The story of Shirley Mason is one of a woman who triumphed over incredible odds. Abused by her mother throughout her young life, Shirley's mind protected the innocent child by splitting into various dissociative states or “personalities” to absorb the experience and shield her from the disturbing memories. In all, sixteen personalities were identified over the course of Shirley’s eleven year sojourn through psychotherapy with Dr. Wilbur.
Through the efforts of Dr. Wilbur, coupled with the self determination of this emotionally damaged young woman, all the selves integrated into one, allowing Shirley almost total recall of her life and feelings. And although individual courage and an irresolute determination to get better were the foundation of her recovery, Shirley discovered along the way that creative expression provided an important healing dimension in her struggle to get well.
Shirley Ardell Mason was born January 25, 1923 in Dodge Center, Minnesota, and died February 26, 1998, in Lexington, Kentucky. Shirley graduated from Dodge Center High School in 1941, and attended Mankato StateTeachers College (now known as Minnesota State University, Mankato) in the 1940's, receiving a Bachelor of Science degree in English and Art in 1949.
Shirley began undergoing psychotherapy in 1954 with Dr. Cornelia Wilbur who diagnosed her with Multiple Personality Disorder. It was not until two years into her psychotherapy that Dr. Wilbur made Shirley aware of the autonomy and control the fifteen alternate selves had over her.

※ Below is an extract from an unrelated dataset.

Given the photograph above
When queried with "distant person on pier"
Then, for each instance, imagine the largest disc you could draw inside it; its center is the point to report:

Shirley received a Master’s degree in Art Education from Columbia University's Teachers College in 1956 and later taught art at Rio Grande College in Ohio, before moving to Lexington, Kentucky in 1974.
Shirley, became a highly regarded and commercially successful artist, signing only those works that she recognized as her own. Other earlier works of art, presumably created by one or more of the alternative selves, were many times not signed or signed by others, providing the only tangible evidence of Shirley’s dissociative states, in which she created art but did not acknowledge the works as her own.